Minister Regenvanu was asked if the U.S. should remain an exception, as the world’s largest polluter. He was unequivocal; the U.S. must be held accountable.


He said cases must go to the UN General Assembly and there must be a sustained diplomatic effort to ensure justice and accountability for climate-vulnerable nations.


These legal proceedings could become a turning point for climate justice, and counter decades of political inertia.


An ambitious advisory opinion could reshape global climate policy, reinforce human rights protections, and pave the way for major polluters to remedy and repair the damage they have caused. Such a ruling would be a huge win, but only the start to real change.


The hard work will come after and be an uphill battle. Litigation is long and costly. States already have longstanding duties under international law, not to cause or allow conduct in their territories that would cause significant environmental harm to other states.


One example is the Law of the Sea, which requires nations to reduce global emissions. But the language is vague and applied only at will. 


A favorable ruling likely means that nations would have to start individually, on a policy-by-policy basis.


Several countries as diverse as Vanuatu, Spain, Albania and Cameroon have already engraved the right to self-determination, to a clean, healthy and sustainable environment, as well as the rights of future generations.


These were powerfully argued before the Court. Alas, it is not so simple. Big polluters continue to spend millions of dollars seeking to deny or weaken their legal duties by rejecting or restricting the application of human rights treaty obligations to climate change. 

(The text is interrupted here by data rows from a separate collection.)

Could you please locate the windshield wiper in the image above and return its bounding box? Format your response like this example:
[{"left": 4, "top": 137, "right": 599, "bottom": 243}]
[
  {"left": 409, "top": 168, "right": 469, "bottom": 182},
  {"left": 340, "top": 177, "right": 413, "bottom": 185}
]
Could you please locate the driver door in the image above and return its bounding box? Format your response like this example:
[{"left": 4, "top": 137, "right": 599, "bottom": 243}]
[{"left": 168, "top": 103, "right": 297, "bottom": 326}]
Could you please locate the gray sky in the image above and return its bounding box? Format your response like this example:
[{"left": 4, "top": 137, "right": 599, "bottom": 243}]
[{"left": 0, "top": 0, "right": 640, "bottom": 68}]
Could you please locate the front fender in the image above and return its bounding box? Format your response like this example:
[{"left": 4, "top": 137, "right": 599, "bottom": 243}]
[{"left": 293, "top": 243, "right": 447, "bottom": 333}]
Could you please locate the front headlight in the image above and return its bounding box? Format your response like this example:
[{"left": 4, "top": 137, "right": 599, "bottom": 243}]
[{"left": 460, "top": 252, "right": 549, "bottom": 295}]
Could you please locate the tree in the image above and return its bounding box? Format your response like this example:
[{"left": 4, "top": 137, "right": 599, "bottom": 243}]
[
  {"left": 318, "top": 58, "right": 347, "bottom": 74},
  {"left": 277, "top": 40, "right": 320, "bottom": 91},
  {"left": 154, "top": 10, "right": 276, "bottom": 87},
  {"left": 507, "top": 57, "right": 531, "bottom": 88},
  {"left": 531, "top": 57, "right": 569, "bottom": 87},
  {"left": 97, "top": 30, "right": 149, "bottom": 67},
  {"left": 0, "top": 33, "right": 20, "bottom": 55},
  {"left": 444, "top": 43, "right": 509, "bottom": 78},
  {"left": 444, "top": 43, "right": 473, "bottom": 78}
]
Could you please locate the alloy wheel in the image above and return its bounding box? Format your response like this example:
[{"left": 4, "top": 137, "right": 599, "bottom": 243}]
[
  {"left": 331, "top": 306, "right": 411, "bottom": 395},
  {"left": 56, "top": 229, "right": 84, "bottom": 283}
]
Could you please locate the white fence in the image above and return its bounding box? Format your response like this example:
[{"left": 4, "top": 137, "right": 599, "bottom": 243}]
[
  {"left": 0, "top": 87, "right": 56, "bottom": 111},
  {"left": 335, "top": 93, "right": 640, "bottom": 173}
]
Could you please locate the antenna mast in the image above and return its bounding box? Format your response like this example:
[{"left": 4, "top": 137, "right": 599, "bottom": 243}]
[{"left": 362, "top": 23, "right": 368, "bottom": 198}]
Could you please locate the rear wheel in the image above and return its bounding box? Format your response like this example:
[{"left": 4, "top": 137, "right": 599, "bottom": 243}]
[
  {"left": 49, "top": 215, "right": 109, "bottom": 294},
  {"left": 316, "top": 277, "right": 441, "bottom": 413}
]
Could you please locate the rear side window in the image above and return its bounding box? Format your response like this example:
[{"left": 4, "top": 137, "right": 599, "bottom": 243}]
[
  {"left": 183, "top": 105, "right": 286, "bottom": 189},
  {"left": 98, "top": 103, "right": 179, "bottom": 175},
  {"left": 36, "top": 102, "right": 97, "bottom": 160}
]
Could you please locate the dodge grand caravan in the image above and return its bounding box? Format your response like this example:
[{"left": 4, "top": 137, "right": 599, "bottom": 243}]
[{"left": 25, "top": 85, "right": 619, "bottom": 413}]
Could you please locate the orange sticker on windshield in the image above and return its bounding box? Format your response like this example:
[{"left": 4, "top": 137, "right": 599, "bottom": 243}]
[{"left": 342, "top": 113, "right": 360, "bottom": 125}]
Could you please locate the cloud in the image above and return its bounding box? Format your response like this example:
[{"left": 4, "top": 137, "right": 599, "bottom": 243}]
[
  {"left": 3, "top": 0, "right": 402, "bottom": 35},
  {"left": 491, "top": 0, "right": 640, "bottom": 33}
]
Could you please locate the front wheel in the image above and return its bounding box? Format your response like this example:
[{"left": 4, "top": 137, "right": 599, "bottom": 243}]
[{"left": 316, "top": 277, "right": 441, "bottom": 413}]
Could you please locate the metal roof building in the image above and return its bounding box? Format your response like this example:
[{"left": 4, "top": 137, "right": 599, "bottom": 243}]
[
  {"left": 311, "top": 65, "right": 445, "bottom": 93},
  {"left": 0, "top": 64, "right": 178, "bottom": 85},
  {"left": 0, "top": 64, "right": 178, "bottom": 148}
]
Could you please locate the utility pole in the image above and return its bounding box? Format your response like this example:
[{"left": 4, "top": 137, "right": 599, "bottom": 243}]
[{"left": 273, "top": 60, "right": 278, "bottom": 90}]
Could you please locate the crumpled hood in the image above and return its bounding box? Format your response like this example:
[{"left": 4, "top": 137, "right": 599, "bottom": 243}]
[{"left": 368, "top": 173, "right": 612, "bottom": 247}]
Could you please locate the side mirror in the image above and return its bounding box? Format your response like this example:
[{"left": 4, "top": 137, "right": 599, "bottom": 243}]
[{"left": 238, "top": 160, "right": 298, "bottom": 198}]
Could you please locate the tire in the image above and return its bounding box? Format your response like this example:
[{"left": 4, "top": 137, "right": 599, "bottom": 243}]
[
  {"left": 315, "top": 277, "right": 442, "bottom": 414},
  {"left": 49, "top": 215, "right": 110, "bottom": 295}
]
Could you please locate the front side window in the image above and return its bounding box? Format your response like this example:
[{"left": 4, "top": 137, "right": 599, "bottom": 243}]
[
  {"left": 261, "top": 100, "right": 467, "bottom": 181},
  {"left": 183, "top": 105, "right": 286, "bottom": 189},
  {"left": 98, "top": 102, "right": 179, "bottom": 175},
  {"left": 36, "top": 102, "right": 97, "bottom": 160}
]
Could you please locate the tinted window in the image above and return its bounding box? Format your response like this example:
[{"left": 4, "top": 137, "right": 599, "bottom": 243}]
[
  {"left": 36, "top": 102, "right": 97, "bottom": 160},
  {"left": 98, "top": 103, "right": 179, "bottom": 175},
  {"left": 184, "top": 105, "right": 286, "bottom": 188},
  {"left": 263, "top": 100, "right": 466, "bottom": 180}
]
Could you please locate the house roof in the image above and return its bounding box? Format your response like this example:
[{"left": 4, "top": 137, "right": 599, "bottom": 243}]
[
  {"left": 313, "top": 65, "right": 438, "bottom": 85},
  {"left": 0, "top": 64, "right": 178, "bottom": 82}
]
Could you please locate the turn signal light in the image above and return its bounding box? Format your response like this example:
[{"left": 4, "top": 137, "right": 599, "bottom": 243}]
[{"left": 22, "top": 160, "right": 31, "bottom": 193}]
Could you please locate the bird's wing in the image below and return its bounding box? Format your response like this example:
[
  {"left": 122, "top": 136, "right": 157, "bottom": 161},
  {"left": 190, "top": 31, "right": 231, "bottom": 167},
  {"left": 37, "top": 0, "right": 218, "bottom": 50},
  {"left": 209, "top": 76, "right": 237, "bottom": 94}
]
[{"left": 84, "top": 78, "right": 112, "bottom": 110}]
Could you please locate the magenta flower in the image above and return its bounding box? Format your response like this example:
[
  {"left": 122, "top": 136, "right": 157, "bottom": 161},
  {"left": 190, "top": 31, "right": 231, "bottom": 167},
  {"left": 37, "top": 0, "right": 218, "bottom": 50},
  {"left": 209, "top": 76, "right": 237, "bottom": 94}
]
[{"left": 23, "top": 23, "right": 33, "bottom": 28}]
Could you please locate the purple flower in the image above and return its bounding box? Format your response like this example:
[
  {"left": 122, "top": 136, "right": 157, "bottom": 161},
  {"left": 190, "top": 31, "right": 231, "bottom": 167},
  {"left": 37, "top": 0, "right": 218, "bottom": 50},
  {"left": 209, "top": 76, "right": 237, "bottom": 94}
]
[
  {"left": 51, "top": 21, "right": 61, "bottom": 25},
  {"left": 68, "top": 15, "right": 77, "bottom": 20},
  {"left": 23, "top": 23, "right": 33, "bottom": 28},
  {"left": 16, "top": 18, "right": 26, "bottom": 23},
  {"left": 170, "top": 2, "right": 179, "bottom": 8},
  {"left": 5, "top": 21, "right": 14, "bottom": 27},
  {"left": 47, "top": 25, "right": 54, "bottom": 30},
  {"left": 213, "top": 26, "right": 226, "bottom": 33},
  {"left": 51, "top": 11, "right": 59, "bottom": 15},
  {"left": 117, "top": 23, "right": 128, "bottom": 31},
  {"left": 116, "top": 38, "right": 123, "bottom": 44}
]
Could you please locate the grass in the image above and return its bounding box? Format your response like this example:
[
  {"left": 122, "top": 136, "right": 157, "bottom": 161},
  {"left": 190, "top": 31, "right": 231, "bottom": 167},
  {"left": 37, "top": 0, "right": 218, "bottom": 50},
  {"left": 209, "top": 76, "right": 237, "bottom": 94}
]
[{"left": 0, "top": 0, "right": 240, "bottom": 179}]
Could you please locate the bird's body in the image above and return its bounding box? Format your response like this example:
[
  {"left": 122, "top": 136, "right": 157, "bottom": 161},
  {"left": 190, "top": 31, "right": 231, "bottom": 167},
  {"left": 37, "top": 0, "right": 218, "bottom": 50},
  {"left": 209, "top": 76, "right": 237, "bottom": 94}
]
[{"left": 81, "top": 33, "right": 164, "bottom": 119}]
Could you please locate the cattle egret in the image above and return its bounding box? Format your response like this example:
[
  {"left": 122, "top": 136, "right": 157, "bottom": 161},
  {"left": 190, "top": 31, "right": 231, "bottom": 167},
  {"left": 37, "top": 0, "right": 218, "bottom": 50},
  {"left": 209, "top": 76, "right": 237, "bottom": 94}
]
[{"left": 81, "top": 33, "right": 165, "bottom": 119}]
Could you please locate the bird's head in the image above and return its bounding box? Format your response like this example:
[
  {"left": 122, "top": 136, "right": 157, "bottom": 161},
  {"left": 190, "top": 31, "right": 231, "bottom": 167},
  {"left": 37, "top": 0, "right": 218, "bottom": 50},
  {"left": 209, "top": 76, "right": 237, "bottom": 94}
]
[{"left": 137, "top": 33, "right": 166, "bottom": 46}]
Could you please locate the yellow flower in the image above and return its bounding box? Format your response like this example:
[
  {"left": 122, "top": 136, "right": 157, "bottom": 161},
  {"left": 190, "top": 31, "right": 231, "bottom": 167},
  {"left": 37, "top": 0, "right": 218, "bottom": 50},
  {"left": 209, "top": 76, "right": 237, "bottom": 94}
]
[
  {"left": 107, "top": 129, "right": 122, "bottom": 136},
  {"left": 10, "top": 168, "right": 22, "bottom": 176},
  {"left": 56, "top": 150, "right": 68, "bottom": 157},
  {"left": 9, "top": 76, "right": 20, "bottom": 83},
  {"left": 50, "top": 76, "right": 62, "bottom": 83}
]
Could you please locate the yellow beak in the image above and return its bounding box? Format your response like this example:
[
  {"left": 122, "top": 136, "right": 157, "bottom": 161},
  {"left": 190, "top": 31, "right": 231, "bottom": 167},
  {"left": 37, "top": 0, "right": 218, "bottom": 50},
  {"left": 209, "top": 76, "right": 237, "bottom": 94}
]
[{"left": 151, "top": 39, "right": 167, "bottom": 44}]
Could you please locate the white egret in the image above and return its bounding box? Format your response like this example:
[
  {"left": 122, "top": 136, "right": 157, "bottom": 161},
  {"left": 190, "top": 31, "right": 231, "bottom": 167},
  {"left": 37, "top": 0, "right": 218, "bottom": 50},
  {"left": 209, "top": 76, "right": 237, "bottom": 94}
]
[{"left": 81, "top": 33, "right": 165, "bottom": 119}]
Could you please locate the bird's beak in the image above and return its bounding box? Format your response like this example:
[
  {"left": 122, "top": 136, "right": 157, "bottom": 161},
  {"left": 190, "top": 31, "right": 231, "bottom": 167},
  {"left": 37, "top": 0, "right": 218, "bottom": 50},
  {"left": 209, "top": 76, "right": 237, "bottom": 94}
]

The United States, along with other big polluters, argued at the ICJ that climate obligations were limited to legal duties under the climate treaties, particularly the Paris Agreement, which it has now left.


The Vanuatu panellists agreed that real climate justice would come in the form of more cases coming before the courts due to a clear breach of international law and identifiable consequences.


At present, only a small number of cases are taken up. Vanuatu, Regenvanu said, is urging other nations to do more and ensure legal implementation. “Voluntary pledges are not enough.”